Rewind 20 years: In 1992, Reznor was, in his own words, “26 years, on my way to hell,” and his then-newest music, the Broken EP, sounded like the mouth of damnation itself. Noisy and abrasive, full of glitch sounds (not a Reznor innovation, though Broken was probably the first commercially successful album to use them), the EP took a huge step away from the frigid synth-pop found on NIN’s 1989 debut, Pretty Hate Machine.

Obviously, Reznor has accomplished more in the last 20 years than most musicians would manage over the course of three or four lifetimes. He took Nine Inch Nails from a band that could not perform live to an arena draw, and in so doing put on some of the most elaborate stage shows in modern rock. Offstage, Reznor embraced file sharing and remix culture in unprecedented ways — Radiohead received the acclaim for releasing a major album for free, but Reznor did it with more conviction (In Rainbows had major-label backing as a pay-what-you-want release; The Slip was independent and exclusively free). Reznor’s soundtrack for The Social Network is the first primarily electronic score to win an Oscar. His improbable metamorphosis from strung-out dance-club gadfly wrapped in VHS tape to tuxedo-clad and happily married Academy Award-winning composer could be the subject of its own Oscar-bait biopic (directed by Reznor accomplice David Fincher, naturally).

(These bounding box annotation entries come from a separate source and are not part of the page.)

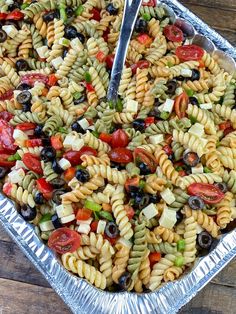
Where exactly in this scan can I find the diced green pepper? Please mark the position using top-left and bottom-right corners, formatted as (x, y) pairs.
(84, 200), (102, 212)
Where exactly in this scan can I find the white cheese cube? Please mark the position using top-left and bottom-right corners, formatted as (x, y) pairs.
(191, 164), (204, 174)
(159, 207), (177, 229)
(188, 123), (204, 138)
(8, 169), (25, 183)
(199, 102), (212, 110)
(76, 218), (93, 225)
(78, 118), (89, 130)
(97, 220), (107, 234)
(162, 98), (175, 112)
(149, 134), (164, 145)
(39, 220), (55, 231)
(75, 224), (91, 234)
(51, 57), (63, 70)
(58, 158), (71, 170)
(72, 138), (84, 150)
(2, 25), (18, 38)
(160, 188), (175, 204)
(60, 214), (75, 224)
(142, 203), (158, 220)
(125, 99), (138, 113)
(180, 69), (192, 77)
(36, 46), (49, 59)
(56, 204), (74, 218)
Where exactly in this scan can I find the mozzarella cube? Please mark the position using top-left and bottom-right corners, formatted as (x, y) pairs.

Still, massive though Reznor’s circle of influence has become, it remains oddly invisible. Bands that draw openly from NIN are rare in 2012. According to cliché, everyone prefers an artist’s older work, but industrial — the genre that birthed Reznor and NIN in the late ’80s — shows him little deference today. In 2012 the industrial trend du jour is still EBM, and I don’t hear Reznor in Combichrist or any of their disciples. Did Reznor veer too far from his roots too early on? Twenty years ago, Reznor was remixing Megadeth and KMFDM, artists whose music was as abrasive as his own. At the same time, Reznor’s collaborators on Fixed, the remix album that couples with Broken, were by and large other electronic and industrial producers.